Through this I have realized something, one of my least favourite character traits has turned out to be an asset. It kills me to give mention of this horrible flaw, but even in doing so I know it proves my point.
For as far back as I can remember, I have desperately needed the approval of others. Mostly of authority or those that I respect, but I can’t say that desire always excludes all others. It started with my parents and brothers, blossomed greatly with my teachers, and was cemented with all my employers and bosses. I craved the joy of anticipating a need, or exceeding anyone’s expectations. In essence making others happy makes me happy, but it is so much more selfish than it sounds. I also do whatever it takes to make sure I leave a good impression. Which has become so confusing for me. I have a hard time knowing the difference between what I actually want or what I think I need.
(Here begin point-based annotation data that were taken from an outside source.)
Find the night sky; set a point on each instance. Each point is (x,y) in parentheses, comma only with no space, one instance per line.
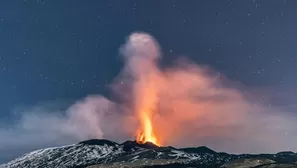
(53,50)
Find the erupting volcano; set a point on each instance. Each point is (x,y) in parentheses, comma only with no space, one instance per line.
(143,51)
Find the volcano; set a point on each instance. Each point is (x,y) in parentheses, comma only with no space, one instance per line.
(103,153)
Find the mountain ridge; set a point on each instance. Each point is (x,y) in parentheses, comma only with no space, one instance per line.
(102,152)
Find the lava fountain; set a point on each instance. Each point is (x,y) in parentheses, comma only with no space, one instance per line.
(142,52)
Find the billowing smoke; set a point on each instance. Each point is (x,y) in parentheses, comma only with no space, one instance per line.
(190,104)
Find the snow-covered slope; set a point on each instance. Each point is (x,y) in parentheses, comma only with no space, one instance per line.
(104,152)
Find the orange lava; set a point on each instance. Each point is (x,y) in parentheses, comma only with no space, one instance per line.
(146,133)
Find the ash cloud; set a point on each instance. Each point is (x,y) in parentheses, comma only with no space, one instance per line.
(190,104)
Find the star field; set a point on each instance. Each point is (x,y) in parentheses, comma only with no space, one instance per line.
(52,50)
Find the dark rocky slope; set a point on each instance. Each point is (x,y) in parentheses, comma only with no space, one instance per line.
(104,153)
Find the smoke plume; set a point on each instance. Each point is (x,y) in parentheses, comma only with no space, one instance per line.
(190,104)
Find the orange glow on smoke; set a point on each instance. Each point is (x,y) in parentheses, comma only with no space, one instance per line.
(146,133)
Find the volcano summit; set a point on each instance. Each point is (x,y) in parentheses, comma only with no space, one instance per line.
(102,153)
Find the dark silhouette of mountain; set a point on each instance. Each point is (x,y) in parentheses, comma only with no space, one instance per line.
(97,153)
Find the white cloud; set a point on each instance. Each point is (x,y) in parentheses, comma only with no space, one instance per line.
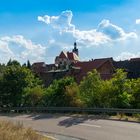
(127,56)
(106,33)
(113,31)
(17,47)
(137,21)
(61,22)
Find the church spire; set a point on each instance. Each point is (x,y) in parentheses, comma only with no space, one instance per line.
(75,50)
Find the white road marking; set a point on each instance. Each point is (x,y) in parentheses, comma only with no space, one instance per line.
(90,125)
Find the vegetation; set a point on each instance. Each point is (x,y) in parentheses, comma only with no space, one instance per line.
(10,131)
(20,87)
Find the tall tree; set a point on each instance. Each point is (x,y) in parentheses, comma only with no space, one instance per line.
(90,89)
(15,79)
(28,64)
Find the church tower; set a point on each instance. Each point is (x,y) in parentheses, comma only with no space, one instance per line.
(75,50)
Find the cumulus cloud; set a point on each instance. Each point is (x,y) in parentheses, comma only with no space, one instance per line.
(137,21)
(127,56)
(105,33)
(61,22)
(17,47)
(113,31)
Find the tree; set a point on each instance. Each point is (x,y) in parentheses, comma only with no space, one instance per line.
(56,94)
(28,64)
(135,91)
(13,63)
(13,82)
(116,92)
(34,96)
(90,89)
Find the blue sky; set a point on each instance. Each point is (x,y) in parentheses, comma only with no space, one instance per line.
(39,29)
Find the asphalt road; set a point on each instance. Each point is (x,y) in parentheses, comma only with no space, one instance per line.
(73,127)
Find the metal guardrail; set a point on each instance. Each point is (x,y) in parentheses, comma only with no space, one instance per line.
(71,109)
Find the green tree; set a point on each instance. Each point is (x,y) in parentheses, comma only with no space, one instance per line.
(116,92)
(34,96)
(56,94)
(13,82)
(13,63)
(90,89)
(28,64)
(135,90)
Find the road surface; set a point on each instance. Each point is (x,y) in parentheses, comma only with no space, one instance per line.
(74,127)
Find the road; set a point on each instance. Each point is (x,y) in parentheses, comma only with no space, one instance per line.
(78,127)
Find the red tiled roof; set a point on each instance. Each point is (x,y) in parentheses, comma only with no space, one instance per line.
(89,66)
(135,59)
(38,64)
(63,55)
(72,56)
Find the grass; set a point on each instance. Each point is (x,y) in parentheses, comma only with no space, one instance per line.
(10,131)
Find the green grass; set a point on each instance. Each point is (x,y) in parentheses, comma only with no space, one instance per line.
(10,131)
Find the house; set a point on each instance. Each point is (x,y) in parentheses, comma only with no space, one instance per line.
(132,67)
(69,64)
(104,66)
(66,59)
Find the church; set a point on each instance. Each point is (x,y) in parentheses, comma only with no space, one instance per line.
(69,64)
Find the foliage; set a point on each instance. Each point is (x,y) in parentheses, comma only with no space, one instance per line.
(59,94)
(20,87)
(33,96)
(16,131)
(15,78)
(90,89)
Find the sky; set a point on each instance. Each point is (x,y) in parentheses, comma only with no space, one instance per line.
(38,30)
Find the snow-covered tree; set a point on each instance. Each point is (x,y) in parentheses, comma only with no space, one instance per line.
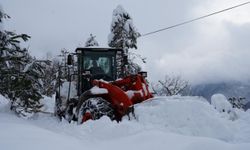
(91,41)
(171,85)
(123,32)
(19,74)
(124,35)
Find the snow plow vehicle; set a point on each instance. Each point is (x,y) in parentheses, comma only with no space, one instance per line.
(103,86)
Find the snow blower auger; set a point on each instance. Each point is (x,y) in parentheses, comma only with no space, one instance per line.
(98,86)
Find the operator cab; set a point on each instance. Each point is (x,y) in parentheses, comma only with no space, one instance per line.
(98,63)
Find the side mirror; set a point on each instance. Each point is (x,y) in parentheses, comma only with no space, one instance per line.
(125,59)
(70,59)
(143,73)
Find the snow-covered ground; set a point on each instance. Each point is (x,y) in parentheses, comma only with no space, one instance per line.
(174,123)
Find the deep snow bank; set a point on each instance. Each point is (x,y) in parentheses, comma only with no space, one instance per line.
(163,123)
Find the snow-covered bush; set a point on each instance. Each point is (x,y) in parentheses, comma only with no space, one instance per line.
(221,104)
(237,102)
(171,85)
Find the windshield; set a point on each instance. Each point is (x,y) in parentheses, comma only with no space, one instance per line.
(99,63)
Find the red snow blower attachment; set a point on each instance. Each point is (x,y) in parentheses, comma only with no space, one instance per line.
(102,86)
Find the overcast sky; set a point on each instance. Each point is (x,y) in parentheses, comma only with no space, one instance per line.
(210,50)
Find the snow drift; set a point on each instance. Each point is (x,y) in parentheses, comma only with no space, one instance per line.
(163,123)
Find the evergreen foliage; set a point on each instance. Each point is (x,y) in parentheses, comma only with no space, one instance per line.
(91,41)
(123,33)
(19,73)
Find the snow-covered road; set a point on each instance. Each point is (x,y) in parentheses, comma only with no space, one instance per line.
(176,123)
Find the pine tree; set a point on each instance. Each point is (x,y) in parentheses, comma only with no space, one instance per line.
(123,33)
(19,74)
(91,41)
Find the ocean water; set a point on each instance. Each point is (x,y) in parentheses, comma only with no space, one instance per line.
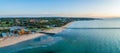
(99,36)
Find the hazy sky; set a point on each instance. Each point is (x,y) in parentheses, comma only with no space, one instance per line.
(74,8)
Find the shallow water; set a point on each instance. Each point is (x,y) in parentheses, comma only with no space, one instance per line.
(78,40)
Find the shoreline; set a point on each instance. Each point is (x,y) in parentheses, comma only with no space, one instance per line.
(15,40)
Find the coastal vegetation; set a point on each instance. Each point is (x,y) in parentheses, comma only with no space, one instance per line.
(25,25)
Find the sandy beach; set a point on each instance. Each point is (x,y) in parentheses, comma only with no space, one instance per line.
(15,40)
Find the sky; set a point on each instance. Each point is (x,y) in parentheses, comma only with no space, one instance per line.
(63,8)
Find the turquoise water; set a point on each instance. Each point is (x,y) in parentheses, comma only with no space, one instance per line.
(97,37)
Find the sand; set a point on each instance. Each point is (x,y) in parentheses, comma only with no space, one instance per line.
(15,40)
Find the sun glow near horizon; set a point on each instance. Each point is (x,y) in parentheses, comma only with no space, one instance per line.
(65,8)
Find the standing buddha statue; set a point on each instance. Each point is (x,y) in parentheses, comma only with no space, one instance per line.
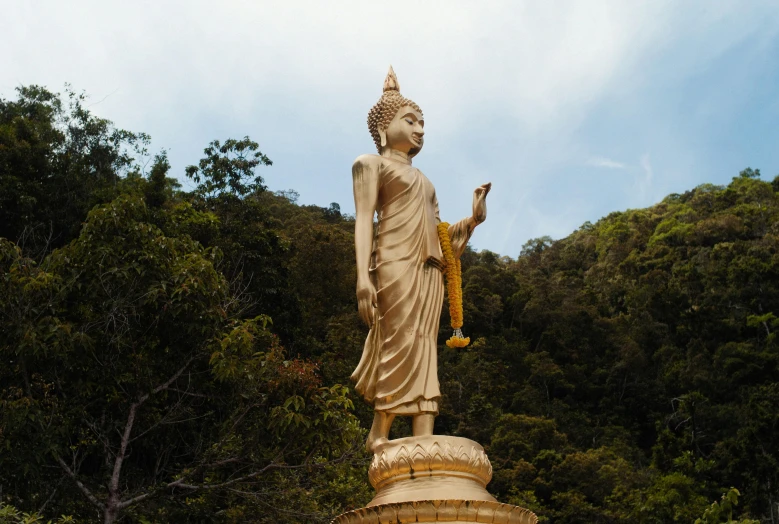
(400,265)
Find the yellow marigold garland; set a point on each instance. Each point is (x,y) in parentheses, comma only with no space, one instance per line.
(454,284)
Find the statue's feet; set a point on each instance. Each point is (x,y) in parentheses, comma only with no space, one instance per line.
(372,443)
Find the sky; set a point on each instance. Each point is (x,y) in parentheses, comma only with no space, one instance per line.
(572,110)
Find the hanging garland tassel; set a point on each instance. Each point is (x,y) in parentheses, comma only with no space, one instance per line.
(454,285)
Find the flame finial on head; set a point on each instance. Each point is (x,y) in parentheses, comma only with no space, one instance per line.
(381,114)
(391,82)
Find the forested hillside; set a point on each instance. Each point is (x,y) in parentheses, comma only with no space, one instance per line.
(183,356)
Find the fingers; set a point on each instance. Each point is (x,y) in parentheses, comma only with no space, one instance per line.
(483,189)
(367,311)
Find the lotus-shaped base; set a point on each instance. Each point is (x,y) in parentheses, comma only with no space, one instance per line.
(433,479)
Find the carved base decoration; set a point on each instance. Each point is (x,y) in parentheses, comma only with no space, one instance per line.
(433,479)
(429,468)
(461,511)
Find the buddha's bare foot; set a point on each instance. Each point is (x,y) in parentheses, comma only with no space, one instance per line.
(379,430)
(422,424)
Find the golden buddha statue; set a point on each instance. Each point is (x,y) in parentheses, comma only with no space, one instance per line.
(400,287)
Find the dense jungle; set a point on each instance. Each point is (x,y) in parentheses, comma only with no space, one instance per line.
(184,356)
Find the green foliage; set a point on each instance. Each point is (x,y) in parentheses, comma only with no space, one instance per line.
(229,167)
(626,373)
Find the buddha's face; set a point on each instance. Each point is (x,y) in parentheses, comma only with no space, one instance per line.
(406,131)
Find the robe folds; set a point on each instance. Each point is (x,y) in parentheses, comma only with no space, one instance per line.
(398,371)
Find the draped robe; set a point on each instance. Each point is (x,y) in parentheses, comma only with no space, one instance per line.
(398,371)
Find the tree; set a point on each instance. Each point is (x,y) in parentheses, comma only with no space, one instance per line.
(136,379)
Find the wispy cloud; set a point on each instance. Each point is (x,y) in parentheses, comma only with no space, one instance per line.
(599,161)
(645,183)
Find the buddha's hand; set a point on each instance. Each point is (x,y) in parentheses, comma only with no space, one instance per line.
(366,301)
(480,202)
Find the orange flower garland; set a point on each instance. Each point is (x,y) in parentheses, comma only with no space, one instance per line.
(454,284)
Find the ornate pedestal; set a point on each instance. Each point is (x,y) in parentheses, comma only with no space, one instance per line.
(433,479)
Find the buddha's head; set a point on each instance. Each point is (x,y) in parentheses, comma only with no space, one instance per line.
(396,122)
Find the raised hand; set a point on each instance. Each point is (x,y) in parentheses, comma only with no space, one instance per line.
(480,202)
(366,301)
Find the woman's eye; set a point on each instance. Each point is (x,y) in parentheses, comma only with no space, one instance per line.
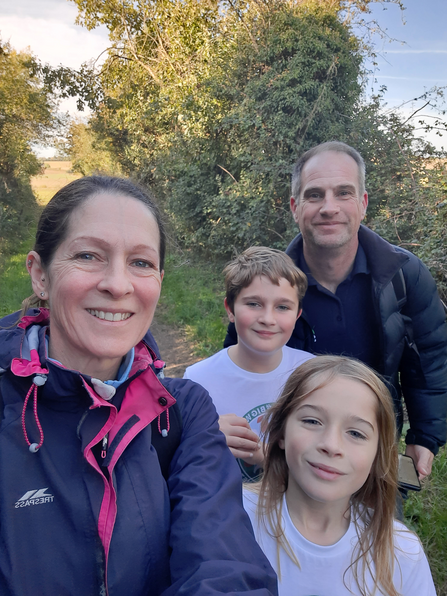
(143,264)
(85,256)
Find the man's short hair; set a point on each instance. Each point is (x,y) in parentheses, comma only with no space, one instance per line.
(260,260)
(322,148)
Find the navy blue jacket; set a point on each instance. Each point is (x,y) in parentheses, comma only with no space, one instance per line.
(413,338)
(81,518)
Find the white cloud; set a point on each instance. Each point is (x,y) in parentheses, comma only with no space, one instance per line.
(416,51)
(53,41)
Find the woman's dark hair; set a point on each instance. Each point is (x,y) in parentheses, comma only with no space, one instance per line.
(54,221)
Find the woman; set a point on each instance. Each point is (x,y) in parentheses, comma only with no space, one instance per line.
(85,509)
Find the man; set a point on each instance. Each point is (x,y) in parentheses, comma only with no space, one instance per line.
(367,298)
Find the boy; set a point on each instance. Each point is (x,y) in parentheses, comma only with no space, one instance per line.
(264,290)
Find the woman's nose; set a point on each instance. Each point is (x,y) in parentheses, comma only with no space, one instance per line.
(267,316)
(116,280)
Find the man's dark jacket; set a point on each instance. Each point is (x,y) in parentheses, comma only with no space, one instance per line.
(413,338)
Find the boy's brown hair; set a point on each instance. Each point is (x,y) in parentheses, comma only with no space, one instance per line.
(260,260)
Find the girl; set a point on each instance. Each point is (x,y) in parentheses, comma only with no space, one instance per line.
(323,512)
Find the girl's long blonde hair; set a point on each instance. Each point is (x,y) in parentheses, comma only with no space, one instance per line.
(373,505)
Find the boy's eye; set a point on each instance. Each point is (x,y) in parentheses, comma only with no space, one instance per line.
(143,264)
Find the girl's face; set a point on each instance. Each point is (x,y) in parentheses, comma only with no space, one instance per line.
(330,442)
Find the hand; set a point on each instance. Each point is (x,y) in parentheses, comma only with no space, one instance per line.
(242,441)
(422,458)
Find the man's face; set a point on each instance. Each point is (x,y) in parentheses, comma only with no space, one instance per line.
(330,207)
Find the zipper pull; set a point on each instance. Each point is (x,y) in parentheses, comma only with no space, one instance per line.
(104,446)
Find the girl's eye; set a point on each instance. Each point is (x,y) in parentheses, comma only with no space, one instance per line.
(310,421)
(357,435)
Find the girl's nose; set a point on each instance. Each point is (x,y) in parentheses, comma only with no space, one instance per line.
(332,442)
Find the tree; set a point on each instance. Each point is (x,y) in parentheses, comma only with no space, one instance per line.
(210,103)
(88,153)
(26,116)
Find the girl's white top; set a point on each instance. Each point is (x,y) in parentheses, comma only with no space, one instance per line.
(323,568)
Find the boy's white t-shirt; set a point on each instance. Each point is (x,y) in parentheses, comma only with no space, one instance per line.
(322,567)
(246,394)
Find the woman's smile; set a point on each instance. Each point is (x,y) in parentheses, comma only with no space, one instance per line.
(109,316)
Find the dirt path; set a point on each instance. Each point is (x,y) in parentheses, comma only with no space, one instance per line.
(175,348)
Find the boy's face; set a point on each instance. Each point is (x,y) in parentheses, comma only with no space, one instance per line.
(265,314)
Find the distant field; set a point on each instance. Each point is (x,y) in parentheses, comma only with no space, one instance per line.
(56,175)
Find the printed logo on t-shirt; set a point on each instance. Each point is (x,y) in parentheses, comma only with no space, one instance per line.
(34,497)
(255,417)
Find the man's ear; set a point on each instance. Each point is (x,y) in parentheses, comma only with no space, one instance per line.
(229,312)
(294,208)
(39,280)
(364,204)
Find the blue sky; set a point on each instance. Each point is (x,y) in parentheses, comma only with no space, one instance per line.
(414,63)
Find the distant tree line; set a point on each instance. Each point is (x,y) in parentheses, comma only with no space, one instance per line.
(210,103)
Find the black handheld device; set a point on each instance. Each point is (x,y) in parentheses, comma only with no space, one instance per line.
(408,476)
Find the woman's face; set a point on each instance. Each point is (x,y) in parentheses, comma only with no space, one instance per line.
(103,284)
(330,442)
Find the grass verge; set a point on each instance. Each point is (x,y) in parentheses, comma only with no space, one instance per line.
(192,297)
(426,514)
(15,284)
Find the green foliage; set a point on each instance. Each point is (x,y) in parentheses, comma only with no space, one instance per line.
(26,116)
(88,153)
(192,297)
(210,103)
(15,282)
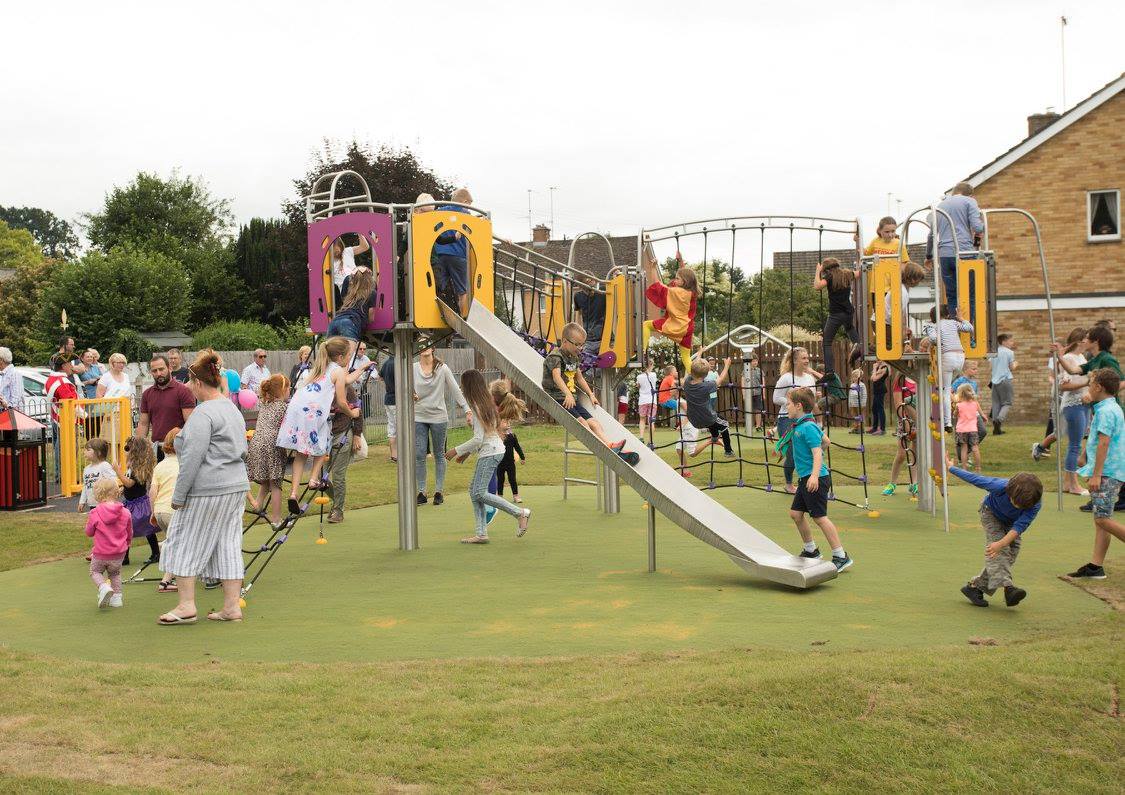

Ironically, Colin with his incredible authenticity, didn’t really care. He did care about people and what they thought, but he would not apologize for what he set his mind to. I think because of that it was easy for me to want what he wanted. He was so confident in his passions that it was natural to hop on for the ride. Especially for someone who is scared to commit to something on their own. Pursuing my own designs has always left me feeling too vulnerable.
And although Colin never understood my need for approval, he told me many times that this flaw made me the perfect wife and mother. He had complete confidence that no matter what, I would always choose him and his kids, always put them first. He was right. I really have nothing else, nothing that is just me or mine. My world was Colin and our children.
And in these last few months, any time I have been tempted to run, to give up, to jump off the deep end, I can’t. I think of what others would say about me, I think of what Colin would say to me, and I think of what my boys can’t even express yet. And those three things keep me making the right decisions. They keep me from making bad choices.
And though I pray that one day other people’s approval wouldn’t be my motivation, for now I am grateful that my weakness can be used for strength. If you asked me, I honestly believe that this will always be my battle this side of eternity; if you asked Colin he would probably be a lot more gracious.